猫の歯や口の健康を守るためには、日々の小さなケアの積み重ねが大切です。抜歯を防ぐために、できることから始めてみましょう。

猫の歯を健康に保つためにできる日常的なケア方法を教えてください
定期的な歯磨きが理想ですが、難しい場合は歯みがきシートやデンタルスプレーなど、手軽なケアを取り入れましょう。子猫のうちから慣らしておくと、将来的なケアがしやすくなります。
定期的な歯科検診でどのくらい抜歯リスクを減らせますか?
早期発見・早期治療につながるため、抜歯のリスクを大きく下げることができます。

猫の歯周病は進行するまで気付きにくいため、症状が出る前のチェックがとても重要です。

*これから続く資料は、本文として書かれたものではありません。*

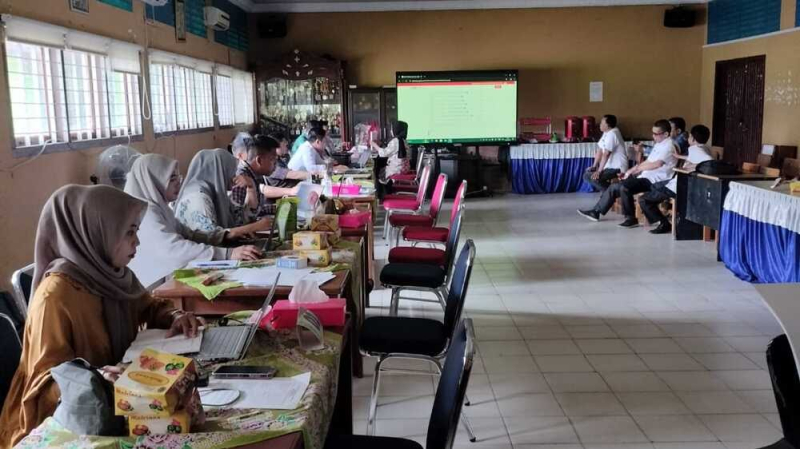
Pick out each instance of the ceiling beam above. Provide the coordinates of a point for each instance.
(310, 6)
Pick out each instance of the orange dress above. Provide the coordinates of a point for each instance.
(65, 321)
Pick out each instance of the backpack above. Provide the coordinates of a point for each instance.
(714, 167)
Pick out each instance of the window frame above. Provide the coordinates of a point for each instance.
(53, 91)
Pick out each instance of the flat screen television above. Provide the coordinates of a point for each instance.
(462, 107)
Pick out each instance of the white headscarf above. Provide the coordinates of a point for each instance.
(166, 244)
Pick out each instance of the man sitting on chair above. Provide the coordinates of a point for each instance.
(650, 201)
(639, 179)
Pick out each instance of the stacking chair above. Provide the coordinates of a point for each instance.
(786, 386)
(406, 204)
(435, 235)
(447, 403)
(430, 278)
(22, 281)
(399, 221)
(10, 355)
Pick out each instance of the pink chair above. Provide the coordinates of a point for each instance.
(404, 203)
(436, 235)
(399, 221)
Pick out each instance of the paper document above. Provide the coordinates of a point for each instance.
(157, 339)
(214, 264)
(281, 393)
(265, 276)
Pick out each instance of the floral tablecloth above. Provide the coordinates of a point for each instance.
(228, 428)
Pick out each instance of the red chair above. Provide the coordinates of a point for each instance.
(405, 203)
(399, 221)
(435, 235)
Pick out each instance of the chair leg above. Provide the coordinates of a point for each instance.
(394, 303)
(373, 403)
(468, 427)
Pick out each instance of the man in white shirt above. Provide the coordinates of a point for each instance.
(611, 157)
(649, 202)
(309, 154)
(639, 179)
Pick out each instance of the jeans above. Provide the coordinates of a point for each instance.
(650, 201)
(624, 190)
(603, 181)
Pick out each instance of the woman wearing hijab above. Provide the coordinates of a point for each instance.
(86, 302)
(167, 244)
(396, 151)
(203, 203)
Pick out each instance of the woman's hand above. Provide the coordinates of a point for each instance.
(185, 323)
(247, 252)
(111, 372)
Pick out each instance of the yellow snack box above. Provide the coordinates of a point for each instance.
(325, 223)
(155, 384)
(317, 258)
(178, 422)
(309, 240)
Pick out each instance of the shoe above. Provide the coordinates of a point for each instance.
(663, 228)
(591, 214)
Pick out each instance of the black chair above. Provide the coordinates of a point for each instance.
(417, 338)
(422, 277)
(10, 355)
(447, 404)
(786, 386)
(22, 281)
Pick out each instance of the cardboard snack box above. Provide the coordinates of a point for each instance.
(155, 384)
(309, 240)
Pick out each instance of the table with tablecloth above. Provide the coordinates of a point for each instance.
(551, 167)
(760, 232)
(227, 428)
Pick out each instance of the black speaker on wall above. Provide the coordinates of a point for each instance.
(679, 18)
(271, 26)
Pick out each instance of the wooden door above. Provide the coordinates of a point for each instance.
(739, 108)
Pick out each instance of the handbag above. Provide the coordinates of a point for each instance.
(86, 406)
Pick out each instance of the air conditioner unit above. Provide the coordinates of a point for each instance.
(217, 18)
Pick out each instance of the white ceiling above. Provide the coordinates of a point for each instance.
(288, 6)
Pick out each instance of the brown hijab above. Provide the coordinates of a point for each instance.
(78, 231)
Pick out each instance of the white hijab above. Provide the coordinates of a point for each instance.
(165, 244)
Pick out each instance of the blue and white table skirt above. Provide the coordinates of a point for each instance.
(551, 167)
(760, 233)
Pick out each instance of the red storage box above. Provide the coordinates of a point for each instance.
(284, 313)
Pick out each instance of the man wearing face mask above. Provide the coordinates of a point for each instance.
(259, 162)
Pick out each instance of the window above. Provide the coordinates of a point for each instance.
(225, 100)
(235, 97)
(60, 96)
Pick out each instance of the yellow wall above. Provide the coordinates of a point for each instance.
(782, 83)
(649, 71)
(23, 192)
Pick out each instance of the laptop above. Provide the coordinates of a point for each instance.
(226, 343)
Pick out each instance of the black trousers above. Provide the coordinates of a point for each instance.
(650, 201)
(623, 190)
(603, 181)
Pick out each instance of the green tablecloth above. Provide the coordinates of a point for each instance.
(228, 428)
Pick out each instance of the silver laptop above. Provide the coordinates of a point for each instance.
(225, 343)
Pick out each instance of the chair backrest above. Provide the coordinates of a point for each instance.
(22, 282)
(786, 386)
(458, 201)
(423, 184)
(459, 283)
(452, 244)
(438, 197)
(452, 388)
(10, 355)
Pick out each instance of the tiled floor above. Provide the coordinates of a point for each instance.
(593, 336)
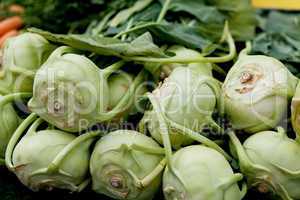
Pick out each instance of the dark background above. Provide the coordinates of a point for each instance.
(12, 189)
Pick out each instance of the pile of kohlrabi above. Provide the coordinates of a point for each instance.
(118, 112)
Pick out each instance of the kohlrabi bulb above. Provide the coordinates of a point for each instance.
(198, 172)
(72, 93)
(22, 56)
(119, 84)
(127, 165)
(256, 93)
(188, 98)
(49, 159)
(270, 162)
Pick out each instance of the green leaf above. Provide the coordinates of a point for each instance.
(214, 13)
(204, 13)
(141, 46)
(281, 38)
(195, 37)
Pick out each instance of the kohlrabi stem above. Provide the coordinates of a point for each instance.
(129, 25)
(219, 70)
(225, 184)
(102, 23)
(246, 50)
(244, 190)
(149, 150)
(163, 127)
(150, 177)
(83, 185)
(15, 96)
(113, 68)
(247, 166)
(4, 90)
(25, 72)
(163, 11)
(34, 126)
(221, 59)
(136, 28)
(15, 138)
(199, 138)
(55, 164)
(124, 102)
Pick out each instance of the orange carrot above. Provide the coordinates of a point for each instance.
(11, 23)
(15, 8)
(6, 36)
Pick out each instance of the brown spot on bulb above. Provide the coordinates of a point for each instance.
(116, 182)
(244, 90)
(57, 106)
(263, 188)
(246, 77)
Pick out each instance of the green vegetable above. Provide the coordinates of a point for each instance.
(256, 92)
(164, 70)
(194, 163)
(48, 159)
(198, 172)
(119, 84)
(127, 165)
(295, 118)
(66, 16)
(75, 100)
(270, 161)
(280, 36)
(188, 97)
(22, 56)
(141, 46)
(9, 120)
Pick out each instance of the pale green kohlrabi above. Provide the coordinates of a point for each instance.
(49, 159)
(9, 120)
(126, 164)
(197, 172)
(256, 92)
(21, 57)
(72, 93)
(119, 84)
(188, 97)
(271, 163)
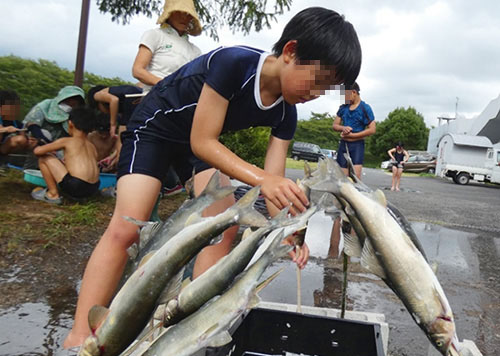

半年~1年に一度の定期検診を受けることで、問題の早期発見ができ、重症化や抜歯を防ぐことにつながります。

特に中高齢の猫は歯周トラブルが起きやすくなるため、定期的に獣医師のチェックを受ける習慣をつけておきましょう。

編集部まとめ

猫の歯周病が進行すると、抜歯が必要になることがあります。抜歯には体への負担に加えて費用も数万円〜10万円以上かかることがあり、飼い主にとっても大きな負担です。

しかし早期に異変に気付いて治療すれば、抜歯に至らず、軽い処置と費用で済む場合もあります。日々のケアや定期的な検診でお口の健康を守り、猫がいつまでも元気に過ごせるようサポートしてあげましょう。